Padre Bulhões tinha fama de homem rígido nos tratos. Traços amplamente imprimidos a sua personalidade, talvez trazido dos laços familiares, ou herdade da vida religiosa. Um São Paulo que não careceu de uma visão, pra perseguir os seus. Perseguia-os até torná-los filhos de Deus, a lei do a pulso, se preciso fosse. Casava amancebados, confessava e ditava expiações aos pecadores arrependidos, ou orgulhosos. Precisava de meses à fio, pra varrer, sob as patas de seu cavalo, a imensa paróquia que conduzia. Ia a Vila do Capim, hoje Olivença; Pedrão e Gavião, à hoje Olho D’água das Flores; povoado Riacho Grande, hoje Senador Rui Palmeira; Caldeirão, hoje São José da Tapera; Sítio Cedro e Serra da Caiçara, na atual Maravilha; Sitio Pilões, município de Ouro Branco; Povoado Tanquinhos; Serra do Poço das Trincheiras; A leste ia até a Pedra do Urubu, pertencente a Dois Riachos e mais uma centena de novenas, e capelinhas, por ele erguida, futuras paróquias, sob a égide de santos católicos. Dom Santino Maria Coutinho, arcebispo da arquidiocese de Maceió nomeou-o pároco da paróquia de Senhora Sant’Ana. A igreja matriz ainda não adquirira torre de dez côvados de altura. Assentada na parte arribada das ribanceiras do Ipanema e do riacho Camoxinga. Este de cá, transpassado de singelo pontilhão.
A Ponte
Lá estava assentada, a
confluência do rio e riacho. Enquanto o Camoxinga, lânguido se entregava ao
Ipanema, Riacho João Gomes, lá do outro lado desembocava. Exato no vértice da
cruz de águas - bem ali onde Jesus, na hora dolorida, recostou a cabeça - o
padre daria de habitar imponente casarão. A casa do pároco era construção
solta, resvalada no batente do riacho. Concebida de alegre arquitetura colonial.
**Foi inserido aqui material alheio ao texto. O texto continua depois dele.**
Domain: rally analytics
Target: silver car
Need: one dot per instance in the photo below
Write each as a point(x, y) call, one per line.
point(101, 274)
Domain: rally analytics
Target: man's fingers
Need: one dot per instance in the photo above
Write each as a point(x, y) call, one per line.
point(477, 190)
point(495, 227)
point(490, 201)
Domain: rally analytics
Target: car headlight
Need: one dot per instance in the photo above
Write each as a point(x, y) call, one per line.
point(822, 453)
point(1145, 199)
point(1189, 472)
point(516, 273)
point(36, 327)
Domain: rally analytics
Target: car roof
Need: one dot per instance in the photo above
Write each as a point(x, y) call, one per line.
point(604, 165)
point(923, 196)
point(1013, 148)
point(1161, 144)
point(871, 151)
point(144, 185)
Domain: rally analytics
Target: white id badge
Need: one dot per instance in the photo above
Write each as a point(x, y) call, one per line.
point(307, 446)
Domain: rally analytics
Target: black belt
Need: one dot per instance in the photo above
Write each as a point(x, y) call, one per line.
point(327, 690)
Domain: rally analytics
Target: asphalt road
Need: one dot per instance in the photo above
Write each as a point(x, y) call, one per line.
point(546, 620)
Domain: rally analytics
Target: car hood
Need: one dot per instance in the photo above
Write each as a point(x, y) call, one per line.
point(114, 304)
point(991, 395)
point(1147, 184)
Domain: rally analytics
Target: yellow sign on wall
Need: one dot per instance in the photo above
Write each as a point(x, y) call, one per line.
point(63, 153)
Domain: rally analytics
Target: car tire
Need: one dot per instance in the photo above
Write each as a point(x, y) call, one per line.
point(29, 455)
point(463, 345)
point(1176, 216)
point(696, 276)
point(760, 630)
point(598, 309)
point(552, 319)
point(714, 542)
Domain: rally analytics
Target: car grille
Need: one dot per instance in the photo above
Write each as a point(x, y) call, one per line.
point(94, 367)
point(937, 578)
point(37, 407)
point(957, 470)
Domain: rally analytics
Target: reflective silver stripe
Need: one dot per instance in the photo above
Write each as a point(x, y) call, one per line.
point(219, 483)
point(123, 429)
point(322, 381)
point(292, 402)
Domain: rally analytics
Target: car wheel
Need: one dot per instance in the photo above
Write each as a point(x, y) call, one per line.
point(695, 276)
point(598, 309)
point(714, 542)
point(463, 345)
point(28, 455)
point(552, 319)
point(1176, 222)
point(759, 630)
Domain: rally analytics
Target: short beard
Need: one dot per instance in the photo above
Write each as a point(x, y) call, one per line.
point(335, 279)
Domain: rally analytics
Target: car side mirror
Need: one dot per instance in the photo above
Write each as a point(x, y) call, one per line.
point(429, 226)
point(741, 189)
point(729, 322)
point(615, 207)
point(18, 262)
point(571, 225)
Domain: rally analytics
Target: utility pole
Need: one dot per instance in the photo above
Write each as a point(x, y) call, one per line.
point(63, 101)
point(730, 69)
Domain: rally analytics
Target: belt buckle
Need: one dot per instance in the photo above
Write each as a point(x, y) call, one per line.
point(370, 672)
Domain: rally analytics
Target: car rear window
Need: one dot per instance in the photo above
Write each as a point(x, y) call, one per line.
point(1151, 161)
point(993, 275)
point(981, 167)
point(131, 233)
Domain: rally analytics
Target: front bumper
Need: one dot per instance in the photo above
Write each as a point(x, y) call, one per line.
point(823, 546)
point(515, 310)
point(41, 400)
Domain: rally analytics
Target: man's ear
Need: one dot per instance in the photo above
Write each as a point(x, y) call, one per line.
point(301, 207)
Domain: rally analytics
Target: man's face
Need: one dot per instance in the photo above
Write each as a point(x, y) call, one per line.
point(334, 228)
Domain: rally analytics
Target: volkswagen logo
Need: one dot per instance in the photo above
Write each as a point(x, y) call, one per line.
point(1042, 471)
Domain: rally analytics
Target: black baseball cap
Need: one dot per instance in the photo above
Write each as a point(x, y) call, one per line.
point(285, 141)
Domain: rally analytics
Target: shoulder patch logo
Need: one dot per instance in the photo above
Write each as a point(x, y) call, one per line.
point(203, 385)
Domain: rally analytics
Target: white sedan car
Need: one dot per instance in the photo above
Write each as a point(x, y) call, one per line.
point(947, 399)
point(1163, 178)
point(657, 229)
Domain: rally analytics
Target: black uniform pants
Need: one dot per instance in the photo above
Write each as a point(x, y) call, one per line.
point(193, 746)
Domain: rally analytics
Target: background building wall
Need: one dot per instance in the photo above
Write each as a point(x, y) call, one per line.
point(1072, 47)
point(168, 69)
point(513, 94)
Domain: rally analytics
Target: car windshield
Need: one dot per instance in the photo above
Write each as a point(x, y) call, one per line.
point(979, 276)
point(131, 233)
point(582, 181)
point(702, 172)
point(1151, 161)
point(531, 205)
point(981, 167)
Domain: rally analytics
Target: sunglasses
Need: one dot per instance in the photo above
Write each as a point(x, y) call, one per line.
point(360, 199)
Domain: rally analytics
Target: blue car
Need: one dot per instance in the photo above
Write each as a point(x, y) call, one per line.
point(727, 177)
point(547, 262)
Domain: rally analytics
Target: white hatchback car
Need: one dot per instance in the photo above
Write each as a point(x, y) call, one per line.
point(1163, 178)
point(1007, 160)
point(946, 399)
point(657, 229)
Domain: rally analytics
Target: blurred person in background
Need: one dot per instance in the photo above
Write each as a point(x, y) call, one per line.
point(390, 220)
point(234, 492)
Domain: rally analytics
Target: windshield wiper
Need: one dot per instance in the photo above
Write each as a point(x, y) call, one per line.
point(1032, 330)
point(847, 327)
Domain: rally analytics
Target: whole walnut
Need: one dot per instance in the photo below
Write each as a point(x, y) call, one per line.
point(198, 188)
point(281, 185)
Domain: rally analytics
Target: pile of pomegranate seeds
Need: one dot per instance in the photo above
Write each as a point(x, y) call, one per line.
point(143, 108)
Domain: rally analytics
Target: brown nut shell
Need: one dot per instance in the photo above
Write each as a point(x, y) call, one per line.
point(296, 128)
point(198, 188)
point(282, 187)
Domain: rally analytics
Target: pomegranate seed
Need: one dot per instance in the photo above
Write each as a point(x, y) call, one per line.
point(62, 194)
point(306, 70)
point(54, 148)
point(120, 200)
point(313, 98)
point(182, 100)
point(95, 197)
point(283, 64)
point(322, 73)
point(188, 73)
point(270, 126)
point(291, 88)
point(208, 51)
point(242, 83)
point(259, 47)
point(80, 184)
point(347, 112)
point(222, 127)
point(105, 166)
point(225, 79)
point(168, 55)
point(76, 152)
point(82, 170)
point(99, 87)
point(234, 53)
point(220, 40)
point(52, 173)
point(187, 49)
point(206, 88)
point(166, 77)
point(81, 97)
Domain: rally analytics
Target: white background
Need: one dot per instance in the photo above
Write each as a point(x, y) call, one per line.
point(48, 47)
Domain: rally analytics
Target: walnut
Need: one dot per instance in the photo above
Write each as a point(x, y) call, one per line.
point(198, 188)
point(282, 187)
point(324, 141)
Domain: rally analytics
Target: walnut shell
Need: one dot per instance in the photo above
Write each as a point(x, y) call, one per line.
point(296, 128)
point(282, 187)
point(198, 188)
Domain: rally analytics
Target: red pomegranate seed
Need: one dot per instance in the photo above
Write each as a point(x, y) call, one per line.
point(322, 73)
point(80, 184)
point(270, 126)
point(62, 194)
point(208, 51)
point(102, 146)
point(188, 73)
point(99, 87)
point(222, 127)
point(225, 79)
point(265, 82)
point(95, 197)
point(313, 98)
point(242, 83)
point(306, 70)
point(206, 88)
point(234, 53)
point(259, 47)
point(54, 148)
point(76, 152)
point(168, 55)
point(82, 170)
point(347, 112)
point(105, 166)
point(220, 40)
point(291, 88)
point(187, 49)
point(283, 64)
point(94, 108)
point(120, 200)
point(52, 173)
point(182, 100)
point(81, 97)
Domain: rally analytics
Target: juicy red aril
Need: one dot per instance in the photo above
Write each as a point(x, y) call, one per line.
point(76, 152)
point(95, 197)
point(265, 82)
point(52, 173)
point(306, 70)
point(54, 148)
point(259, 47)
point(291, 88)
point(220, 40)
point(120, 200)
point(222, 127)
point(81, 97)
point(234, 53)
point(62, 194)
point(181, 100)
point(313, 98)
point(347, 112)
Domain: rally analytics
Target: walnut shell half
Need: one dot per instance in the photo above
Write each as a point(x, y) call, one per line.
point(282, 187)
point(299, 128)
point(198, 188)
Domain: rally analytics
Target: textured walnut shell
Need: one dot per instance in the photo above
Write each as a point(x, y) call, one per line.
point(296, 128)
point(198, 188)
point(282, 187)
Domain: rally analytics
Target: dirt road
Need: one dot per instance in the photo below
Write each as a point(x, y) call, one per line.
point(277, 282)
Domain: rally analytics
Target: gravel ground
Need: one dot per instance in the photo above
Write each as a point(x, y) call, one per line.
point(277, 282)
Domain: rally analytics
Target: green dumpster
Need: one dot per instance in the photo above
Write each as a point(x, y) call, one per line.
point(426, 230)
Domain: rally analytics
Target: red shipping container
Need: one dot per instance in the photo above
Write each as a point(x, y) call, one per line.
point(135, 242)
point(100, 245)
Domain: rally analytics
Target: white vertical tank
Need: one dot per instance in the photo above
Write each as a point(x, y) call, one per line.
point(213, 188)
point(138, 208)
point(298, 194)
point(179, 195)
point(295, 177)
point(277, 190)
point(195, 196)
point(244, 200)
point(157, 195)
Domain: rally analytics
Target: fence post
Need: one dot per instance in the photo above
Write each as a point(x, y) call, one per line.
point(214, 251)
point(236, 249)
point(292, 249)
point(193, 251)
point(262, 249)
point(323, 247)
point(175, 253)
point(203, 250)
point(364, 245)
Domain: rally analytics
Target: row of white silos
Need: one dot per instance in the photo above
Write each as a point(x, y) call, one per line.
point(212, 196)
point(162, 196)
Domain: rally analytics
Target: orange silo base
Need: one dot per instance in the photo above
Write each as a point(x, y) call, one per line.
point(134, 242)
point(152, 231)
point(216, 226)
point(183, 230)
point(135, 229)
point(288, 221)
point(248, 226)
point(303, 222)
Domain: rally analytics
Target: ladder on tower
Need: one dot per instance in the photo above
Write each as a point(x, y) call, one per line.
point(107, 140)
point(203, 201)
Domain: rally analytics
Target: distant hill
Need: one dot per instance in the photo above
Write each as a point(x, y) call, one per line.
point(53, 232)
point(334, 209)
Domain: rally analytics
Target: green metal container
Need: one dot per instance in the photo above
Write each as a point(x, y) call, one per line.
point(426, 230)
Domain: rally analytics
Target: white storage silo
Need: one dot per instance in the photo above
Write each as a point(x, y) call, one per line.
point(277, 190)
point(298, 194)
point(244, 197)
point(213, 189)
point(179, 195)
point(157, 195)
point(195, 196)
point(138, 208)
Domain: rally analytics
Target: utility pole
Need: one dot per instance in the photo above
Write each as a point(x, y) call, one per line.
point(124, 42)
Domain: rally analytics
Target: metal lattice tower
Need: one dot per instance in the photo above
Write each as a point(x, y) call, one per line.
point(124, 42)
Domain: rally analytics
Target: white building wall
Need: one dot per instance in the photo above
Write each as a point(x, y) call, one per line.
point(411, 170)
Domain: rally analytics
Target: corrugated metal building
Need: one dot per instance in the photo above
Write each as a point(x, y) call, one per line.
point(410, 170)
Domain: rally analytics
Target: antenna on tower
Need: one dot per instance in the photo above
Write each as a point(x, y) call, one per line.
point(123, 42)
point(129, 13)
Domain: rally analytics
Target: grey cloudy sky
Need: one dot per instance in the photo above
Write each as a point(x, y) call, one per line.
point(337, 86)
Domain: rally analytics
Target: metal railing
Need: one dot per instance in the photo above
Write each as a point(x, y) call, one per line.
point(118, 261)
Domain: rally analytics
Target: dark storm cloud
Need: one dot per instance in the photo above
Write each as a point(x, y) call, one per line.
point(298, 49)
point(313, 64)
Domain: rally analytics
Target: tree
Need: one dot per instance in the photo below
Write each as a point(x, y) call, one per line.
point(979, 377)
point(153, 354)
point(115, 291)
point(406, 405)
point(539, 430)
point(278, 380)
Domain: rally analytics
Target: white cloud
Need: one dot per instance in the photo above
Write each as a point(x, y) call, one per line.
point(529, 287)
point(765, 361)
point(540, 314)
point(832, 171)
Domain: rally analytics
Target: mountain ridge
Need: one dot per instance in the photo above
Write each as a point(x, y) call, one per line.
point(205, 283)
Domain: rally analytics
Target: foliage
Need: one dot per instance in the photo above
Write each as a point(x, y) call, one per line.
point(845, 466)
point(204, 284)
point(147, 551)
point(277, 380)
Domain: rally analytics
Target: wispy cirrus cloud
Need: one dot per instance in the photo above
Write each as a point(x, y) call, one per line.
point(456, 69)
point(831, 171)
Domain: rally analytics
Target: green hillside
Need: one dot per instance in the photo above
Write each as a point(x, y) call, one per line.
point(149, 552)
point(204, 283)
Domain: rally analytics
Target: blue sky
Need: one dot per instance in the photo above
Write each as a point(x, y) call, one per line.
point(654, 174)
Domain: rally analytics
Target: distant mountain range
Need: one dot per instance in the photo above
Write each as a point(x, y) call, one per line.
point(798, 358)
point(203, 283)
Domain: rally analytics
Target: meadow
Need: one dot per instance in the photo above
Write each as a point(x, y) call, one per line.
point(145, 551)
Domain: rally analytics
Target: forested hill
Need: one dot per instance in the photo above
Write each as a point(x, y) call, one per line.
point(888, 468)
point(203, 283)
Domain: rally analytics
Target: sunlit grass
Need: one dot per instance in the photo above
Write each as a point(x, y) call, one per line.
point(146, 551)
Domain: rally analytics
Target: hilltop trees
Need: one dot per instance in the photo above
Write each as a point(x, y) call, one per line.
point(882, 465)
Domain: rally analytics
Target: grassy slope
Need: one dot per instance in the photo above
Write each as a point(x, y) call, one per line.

Rodeada de vegetação briófita, que escalava pilares dos telheiros profusos, Barroco. As manhãs brincantes e vinha o
sol banhar-se ao regaço, faceiro, platino como se posasse a um quadro. Se a
aura crepuscular, nigromante ar plainava, vespertinando indo amigar-se com os
verdes-azuis, meridional. De tão fluídas as cores sibilando - e tanto de si, se
dando - se entregando, que a ponte sorria.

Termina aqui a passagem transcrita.